Imagine this.. you wish to curate websites. So the workflow goes: bookmark a site after you read them, tag it, then you have a feed of all your bookmarks filtered by tag that you can then embed in your site.
To do this, I would need to:
- save the url from my phone browser
- tag the url
- extract and save images, title, short descriptions, favicon for the url
- generate a feed for the site
Straight forward isn’t it? It’s a bookmark + data enrichment step + feed generator. I’ve looked far and wide but couldn’t find a free solution (sorry for being cheap, but also embed.ly’s API cost $99. Excuse me?), so I decided to bootstrap it myself.
My workaround is:
- using Shortcuts to share websites to airtable from your phone (see my other article)
- manually tag the url in Airtable (use linked records)
- Scraping Solution! + update Airtable
- pull from Airtable and generate a view in the site
One solution for the scraping part: Diffbot
While writing this post I actually discovered Diffbot! They have a free version for 10k calls a month of 5 API calls per min. I quickly spun up a rake file that calls that API. Sample code:
response = Net::HTTP.get(URI("https://api.diffbot.com/v3/analyze?token=#{Rails.application.credentials.diffbot_token}&url=#{URI.encode_www_form_component(url)}")) details = JSON.parse(response) next if details.blank? || details["errorCode"] == 500 item[:Image] = details.dig("objects", 0, "images", 0, "url") item[:Favicon] = details.dig("objects", 0, "icon") item["Short Description"] = (details.dig("objects", 0, "text") || details.dig("objects", 0, "description"))&.split(/(?<=[.!?])\s+|\n+/)&.slice(2,2)&.join(" ")
For the most part that seem works as I expected - with a few caveats. First, it wasn’t able to resolve images with relative paths. Second, there doesn’t seem to be a description field out of the box.
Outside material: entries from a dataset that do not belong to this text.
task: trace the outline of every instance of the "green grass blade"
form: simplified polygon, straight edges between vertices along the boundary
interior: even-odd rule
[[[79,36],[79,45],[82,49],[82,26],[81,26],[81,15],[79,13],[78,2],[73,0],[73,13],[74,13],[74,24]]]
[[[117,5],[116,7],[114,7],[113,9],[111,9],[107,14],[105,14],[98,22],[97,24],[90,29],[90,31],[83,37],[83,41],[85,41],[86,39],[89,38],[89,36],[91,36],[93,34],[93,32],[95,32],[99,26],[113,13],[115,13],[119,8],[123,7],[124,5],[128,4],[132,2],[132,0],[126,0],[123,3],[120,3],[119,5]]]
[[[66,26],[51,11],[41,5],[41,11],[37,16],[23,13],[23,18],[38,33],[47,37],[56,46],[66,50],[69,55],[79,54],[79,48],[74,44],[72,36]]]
However, Diffbot lets you configure your own parsing rules, and I introduced ‘description’ field to look at all paragraph tags.
It was an easy solution, but still pretty clunky. I think I’ll keep using my original solution: a parser I bootstraped myself. But if I had discovered Diffbot earlier, I don’t think it’s worth bootstrapping my own scraper as it was good enough.
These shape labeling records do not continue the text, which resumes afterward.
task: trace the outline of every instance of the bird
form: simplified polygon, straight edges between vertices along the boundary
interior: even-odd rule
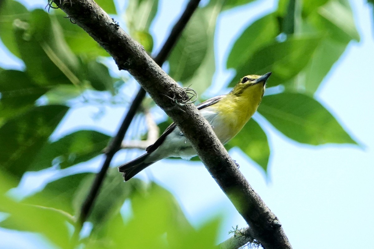
[[[229,93],[208,99],[196,106],[223,144],[239,133],[256,112],[264,96],[266,81],[271,74],[246,75]],[[118,167],[125,181],[162,159],[174,157],[188,159],[196,155],[174,123],[145,150],[145,154]]]

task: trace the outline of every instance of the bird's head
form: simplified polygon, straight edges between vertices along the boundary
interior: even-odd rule
[[[244,76],[240,79],[230,93],[237,97],[259,99],[261,101],[264,96],[266,81],[271,74],[271,72],[268,72],[262,75],[251,75]]]

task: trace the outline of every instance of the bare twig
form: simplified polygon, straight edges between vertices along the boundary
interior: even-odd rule
[[[160,129],[156,123],[149,110],[144,111],[145,124],[148,130],[147,140],[132,140],[123,141],[121,144],[121,149],[141,149],[145,150],[148,146],[157,140],[160,134]]]
[[[237,249],[245,245],[250,244],[250,248],[258,247],[260,243],[254,239],[253,232],[249,227],[233,231],[234,235],[218,245],[220,249]]]
[[[61,3],[61,0],[55,0],[53,1],[59,7],[61,8],[62,10],[64,10],[67,14],[71,20],[73,20],[73,21],[76,22],[75,21],[74,21],[75,18],[74,17],[75,17],[76,18],[77,12],[74,12],[72,13],[71,15],[69,14],[68,13],[69,12],[67,11],[66,9],[71,9],[73,8],[69,8],[69,5],[65,5],[64,6],[64,0],[63,0],[62,3]],[[186,9],[181,16],[181,18],[176,23],[173,29],[172,29],[168,38],[166,40],[163,46],[162,46],[158,54],[154,58],[154,61],[159,65],[162,65],[166,60],[168,55],[170,53],[174,45],[176,43],[178,38],[180,35],[182,31],[186,27],[187,22],[190,19],[190,18],[192,15],[195,10],[197,8],[200,0],[190,0],[186,6]],[[70,3],[72,3],[72,6],[70,6],[70,7],[79,7],[80,6],[80,4],[81,6],[82,4],[84,6],[87,5],[89,4],[88,3],[85,2],[84,1],[80,2],[79,2],[79,1],[74,1],[74,4],[73,5],[72,1],[70,1]],[[91,3],[92,4],[93,3],[91,2]],[[95,6],[95,7],[96,9],[98,9],[97,7]],[[102,9],[99,8],[99,7],[98,9],[100,9],[101,13],[103,13],[103,14],[104,13],[105,13]],[[92,11],[92,9],[90,9],[89,10],[89,11]],[[82,10],[80,9],[79,10],[76,10],[77,11],[77,13],[79,13],[80,12],[82,11]],[[87,10],[86,10],[84,12],[87,12]],[[81,14],[78,15],[82,16],[82,14],[83,14],[83,12],[81,12]],[[105,14],[106,14],[106,13]],[[85,17],[84,18],[87,18],[87,17]],[[95,18],[93,19],[97,21],[97,18]],[[119,27],[118,26],[118,25],[116,23],[115,23],[114,25],[115,29],[119,28]],[[111,26],[113,27],[113,25]],[[86,29],[84,28],[84,29],[87,31]],[[96,37],[93,37],[93,38],[95,38],[96,41],[98,41],[97,39],[100,40],[104,37],[99,35]],[[99,42],[99,43],[103,47],[105,48],[105,46],[104,44],[105,44],[105,45],[108,44],[107,46],[109,46],[108,44],[111,43],[110,39],[110,40],[107,41],[102,41],[101,42]],[[105,160],[104,163],[103,163],[100,171],[96,175],[96,177],[94,182],[92,183],[90,192],[87,195],[86,199],[83,203],[79,216],[77,218],[77,224],[72,239],[72,241],[73,242],[73,243],[75,243],[74,242],[77,241],[78,239],[79,234],[80,231],[80,230],[82,229],[83,223],[86,220],[87,217],[91,212],[94,202],[96,197],[97,196],[99,190],[105,177],[105,175],[109,167],[110,162],[111,161],[114,154],[120,149],[122,141],[125,137],[125,134],[128,129],[131,121],[135,116],[137,110],[139,108],[142,101],[145,96],[145,93],[146,92],[144,89],[142,88],[141,88],[135,98],[134,99],[134,100],[132,101],[132,103],[129,109],[129,111],[128,111],[126,116],[124,118],[123,121],[119,129],[117,134],[113,138],[110,145],[108,146],[108,149],[106,151]]]
[[[178,108],[171,109],[175,103],[163,94],[172,98],[177,94],[178,85],[147,54],[144,48],[92,0],[71,0],[72,7],[59,5],[58,0],[53,0],[113,57],[119,69],[128,71],[172,118],[191,142],[213,178],[251,227],[254,239],[266,249],[291,248],[278,218],[237,168],[196,107],[191,104],[180,106],[184,112]],[[114,144],[116,146],[112,145],[115,149],[113,151],[119,147],[120,142]],[[107,164],[108,166],[114,153],[107,154],[103,166]],[[104,175],[101,177],[102,181]],[[99,186],[101,182],[97,183]],[[92,193],[95,194],[90,194],[92,200],[88,205],[89,209],[99,187],[95,187],[96,192]],[[87,214],[84,214],[86,217]]]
Original solution: Scrape it myself
Scraping for images/title/description is common yet isn’t straightforward because people just can’t agree on a protocol. Would make my life easier if all sites have their open-graph metadata set, with an absolute path to the image.
I didn’t want to build from scratch so I bootstraped from this code (krthush/link-preview) that generates link preview data (medium post by the author). I modified the front-end code such that it would query all URL records from airtable, call the API, and update the records with the enhanced data.
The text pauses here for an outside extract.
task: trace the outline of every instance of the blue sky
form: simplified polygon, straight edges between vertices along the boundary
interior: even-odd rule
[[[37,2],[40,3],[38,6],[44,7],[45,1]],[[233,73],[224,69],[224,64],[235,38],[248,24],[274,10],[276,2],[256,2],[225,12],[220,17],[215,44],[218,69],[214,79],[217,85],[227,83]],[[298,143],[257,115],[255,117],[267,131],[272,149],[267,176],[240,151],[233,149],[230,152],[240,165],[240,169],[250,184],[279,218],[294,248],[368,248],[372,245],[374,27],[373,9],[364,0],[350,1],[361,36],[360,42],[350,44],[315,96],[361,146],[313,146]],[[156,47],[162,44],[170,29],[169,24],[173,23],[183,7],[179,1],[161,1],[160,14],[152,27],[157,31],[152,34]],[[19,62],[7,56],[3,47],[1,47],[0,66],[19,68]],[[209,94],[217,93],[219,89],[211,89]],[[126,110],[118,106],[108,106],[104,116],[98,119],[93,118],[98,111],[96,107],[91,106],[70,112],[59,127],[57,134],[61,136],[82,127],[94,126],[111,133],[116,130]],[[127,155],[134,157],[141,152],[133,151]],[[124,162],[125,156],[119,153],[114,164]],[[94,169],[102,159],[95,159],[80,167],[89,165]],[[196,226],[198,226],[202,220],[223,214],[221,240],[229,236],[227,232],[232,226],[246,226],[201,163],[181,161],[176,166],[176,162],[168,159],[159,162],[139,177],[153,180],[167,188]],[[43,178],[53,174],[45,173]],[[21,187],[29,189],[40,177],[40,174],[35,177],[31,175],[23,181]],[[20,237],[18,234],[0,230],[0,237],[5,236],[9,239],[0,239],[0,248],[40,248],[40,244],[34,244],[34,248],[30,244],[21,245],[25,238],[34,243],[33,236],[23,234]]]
There were also tons of patches I made for it to work with the many edge cases.
- some images use data-src
or data-orig-file
instead of src
attribute
- the original code only works for absolute path. I’ve had some image urls like /path_to_image
which means I have to append that to the hostname, and there’s another url like ../../../image
meaning I have to resolve the path to the image from the current url.
- the original code only looks at metadata to fetch description. But when websites don’t follow that rule, I’d fetch paragraph tags and get the first 2 sentences from it.
That codebase also had implemented bing image search in case they couldn’t get any good images from the site. Getting bing api key was a pain so I gave up on that idea.
As an alternative, this blogpost also had their own solution to generating link previews and I think it might be a better starting point if I was to start over and hadn’t spent my weekend doing this 😅.